Laparoscopy
Laparoscopy (fig. 1) is a surgical procedure where a 5mm or 10mm camera is inserted through an incision in the belly button. The incision can be made to be invisible after healing. Smaller 5mm incisions are often made lower in the abdomen to allow passage of surgical instruments.
RANZCOG Laparoscopy information
Laparoscopic Excision of Endometriosis
Endometriosis is a common yet debilitating condition affecting up to 10% of reproductive age women. In New Zealand this will affect up to 120,000 women. The disease occurs when the glandular lining of your uterus migrates and grows elsewhere in the pelvis. This can include growth around your vagina and cervix, your bowel, bladder, and muscles/ ligaments. Symptoms and signs of endometriosis include
Painful periods
Pelvic pain at any time during the month not necessarily related to periods
Pain during sex
Pain with a full bowel or during bowel motions
Pain when passing urine
Infertility (no pregnancy after 12 months of trying)
Fatigue in the presence of any of the above symptoms
Laparoscopy remains the “gold standard” test for diagnosis of endometriosis.
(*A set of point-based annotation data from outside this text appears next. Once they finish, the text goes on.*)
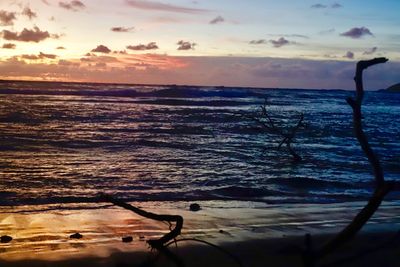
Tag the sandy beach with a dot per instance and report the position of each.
(256, 233)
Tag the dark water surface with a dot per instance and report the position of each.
(62, 143)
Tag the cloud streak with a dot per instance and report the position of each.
(218, 19)
(72, 5)
(357, 33)
(29, 13)
(35, 35)
(184, 45)
(122, 29)
(7, 18)
(101, 49)
(143, 47)
(9, 46)
(370, 51)
(280, 42)
(349, 55)
(157, 6)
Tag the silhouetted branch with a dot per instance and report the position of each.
(382, 187)
(155, 243)
(287, 136)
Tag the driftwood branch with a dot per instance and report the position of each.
(382, 187)
(154, 243)
(266, 121)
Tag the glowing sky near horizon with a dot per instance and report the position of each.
(288, 43)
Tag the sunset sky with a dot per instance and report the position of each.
(262, 43)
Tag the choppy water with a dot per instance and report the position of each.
(62, 143)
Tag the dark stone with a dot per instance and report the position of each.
(195, 207)
(127, 239)
(76, 236)
(5, 239)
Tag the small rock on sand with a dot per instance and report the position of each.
(76, 236)
(5, 239)
(127, 239)
(194, 207)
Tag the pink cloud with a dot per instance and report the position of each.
(184, 45)
(27, 35)
(158, 6)
(142, 47)
(29, 13)
(7, 18)
(101, 49)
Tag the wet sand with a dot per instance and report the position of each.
(257, 233)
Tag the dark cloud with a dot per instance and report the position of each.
(153, 5)
(27, 35)
(217, 20)
(7, 18)
(336, 5)
(142, 47)
(63, 62)
(319, 6)
(29, 13)
(280, 42)
(371, 51)
(349, 55)
(122, 29)
(183, 45)
(259, 41)
(9, 46)
(73, 5)
(357, 33)
(101, 49)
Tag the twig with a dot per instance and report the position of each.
(154, 243)
(382, 187)
(287, 136)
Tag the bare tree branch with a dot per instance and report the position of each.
(287, 136)
(382, 187)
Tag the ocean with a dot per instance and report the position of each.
(66, 143)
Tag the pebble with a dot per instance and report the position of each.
(194, 207)
(5, 239)
(76, 236)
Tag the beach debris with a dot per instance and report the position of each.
(5, 239)
(127, 239)
(76, 236)
(158, 244)
(194, 207)
(286, 133)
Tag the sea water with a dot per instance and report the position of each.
(68, 142)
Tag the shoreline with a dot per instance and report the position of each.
(240, 227)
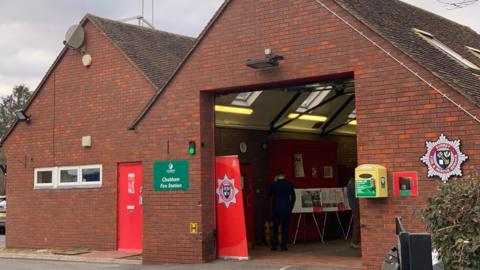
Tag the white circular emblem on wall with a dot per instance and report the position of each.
(444, 158)
(226, 191)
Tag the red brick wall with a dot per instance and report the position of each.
(396, 114)
(100, 101)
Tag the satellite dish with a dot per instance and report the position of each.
(75, 37)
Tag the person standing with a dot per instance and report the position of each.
(283, 201)
(354, 204)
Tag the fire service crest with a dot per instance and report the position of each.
(444, 158)
(226, 191)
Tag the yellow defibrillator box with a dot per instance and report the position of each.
(371, 181)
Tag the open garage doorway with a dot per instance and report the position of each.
(308, 131)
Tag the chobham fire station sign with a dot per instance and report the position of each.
(170, 175)
(444, 158)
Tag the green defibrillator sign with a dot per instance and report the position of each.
(170, 175)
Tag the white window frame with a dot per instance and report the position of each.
(78, 184)
(66, 168)
(80, 175)
(444, 48)
(44, 185)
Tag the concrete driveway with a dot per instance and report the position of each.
(23, 264)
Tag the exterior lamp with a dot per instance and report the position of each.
(270, 60)
(22, 116)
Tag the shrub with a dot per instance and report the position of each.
(453, 218)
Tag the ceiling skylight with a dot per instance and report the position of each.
(246, 99)
(435, 42)
(314, 98)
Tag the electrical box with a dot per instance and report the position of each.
(371, 181)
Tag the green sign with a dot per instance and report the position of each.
(170, 175)
(365, 188)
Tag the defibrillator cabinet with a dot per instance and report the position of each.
(371, 181)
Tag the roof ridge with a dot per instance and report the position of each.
(95, 17)
(436, 15)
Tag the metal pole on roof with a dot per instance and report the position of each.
(143, 12)
(153, 17)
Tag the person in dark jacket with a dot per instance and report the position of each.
(283, 202)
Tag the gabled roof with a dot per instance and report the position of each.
(156, 54)
(394, 21)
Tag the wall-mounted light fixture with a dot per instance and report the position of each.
(270, 60)
(22, 116)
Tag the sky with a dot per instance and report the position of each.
(32, 32)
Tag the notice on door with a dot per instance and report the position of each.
(170, 175)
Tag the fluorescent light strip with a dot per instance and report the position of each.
(309, 117)
(234, 110)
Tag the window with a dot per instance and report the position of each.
(435, 42)
(68, 175)
(315, 98)
(246, 99)
(89, 176)
(44, 177)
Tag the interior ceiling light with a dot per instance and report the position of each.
(234, 110)
(309, 117)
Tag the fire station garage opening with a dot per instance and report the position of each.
(308, 132)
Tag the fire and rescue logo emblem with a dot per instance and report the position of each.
(444, 158)
(226, 191)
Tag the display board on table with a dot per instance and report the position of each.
(313, 200)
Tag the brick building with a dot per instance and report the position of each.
(413, 76)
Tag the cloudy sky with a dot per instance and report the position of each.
(31, 32)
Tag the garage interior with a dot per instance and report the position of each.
(266, 128)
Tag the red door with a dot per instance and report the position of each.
(130, 207)
(248, 191)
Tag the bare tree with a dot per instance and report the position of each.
(458, 3)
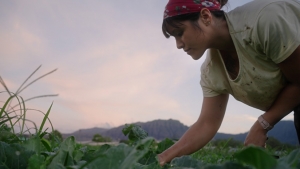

The correct removal of endometriosis can improve symptoms and, in many cases, improve both natural conception and success at IVF. Endometriosis is often ranked in severity from stage 1 (minimal) to stage 4 (severe). Severe endometriosis often contains deep endometriosis deposits which grow to a depth of more than 5mm and often favour the bowel and ligaments of your pelvis. These can only be removed by a surgeon trained in advanced endoscopic surgery. To avoid multiple laparoscopies, we recommend suspected endometriosis be performed by an advanced endoscopic surgeon.
Laparoscopic (keyhole) Hysterectomy
Hysterectomy involves surgical removal of the uterus and/or cervix. Laparoscopic hysterectomy results in less blood loss and a faster return to normal activities when compared with open abdominal surgery (ref 2-4). We counsel women undergoing hysterectomy to also consider removal of both fallopian tubes at the same time to reduce future cancer risk from an abnormal tube. This is in line with Australasian guidelines. Ovaries are not removed at hysterectomy if women are under the age of 65 years unless they are known to be abnormal.
Hysterectomy is commonly offered
When women have completed their family
When medication is not managing heavy menstrual bleeding or pain.
Can also be performed in conjunction with prolapse surgery.
Laparoscopic ovarian cystectomy and/or oophorectomy
Ovarian cysts can cause pain or abdominal discomfort. While most are benign some can turn cancerous. We often advise cyst removal laparoscopically when patients are symptomatic, or a cyst is persistent. Oopherectomy (removal of ovary) is often discussed in women who are postmenopausal with ovarian cysts as their risk profile for cancer is higher.
Laparoscopic Tubal Sterilisation/ Salpingectomy
Blocking of both fallopian tubes or removal of tubes is one of the most effective methods for permanent contraception. This procedure can be performed as a day procedure with 1-2 5mm port incisions on the lower abdomen.
Laparoscopic Myomectomy
When fibroids grow within the wall of the uterus or on the outside of the uterus they cannot be removed by hysteroscopy. Laparoscopic myomectomy is a good option for women with abnormal uterine bleeding or pressure symptoms from fibroids (can include urinary urgency) who wish to keep their uterus. Some evidence suggests fibroids within the wall of the uterus can still contribute to infertility and miscarriage which warrants removal.
Laparoscopic Pelvic floor repair
(Uterosacral ligament plication, mesh sacrocolpopexy)
Laparoscopic pelvic floor repair involves supporting the top of the vagina to natural ligaments in the pelvis if women are experiencing severe prolapse. We have both non-mesh and mesh options to consider, and our team are happy to provide extensive counselling about the options.
Laparoscopic Burch Colposuspension
Colposuspension involves stitches to help support the end of your urethra, where your urine drains. A combination of childbirth and low oestrogen can make the end of the urethra extra mobile, leading to leakage of urine with activities such as coughing, sneezing and jumping. This procedure is a non-mesh approach to fixing incontinence and has high success rates with minimal side effects. Our team is happy to meet with you to discuss the procedure in more detail.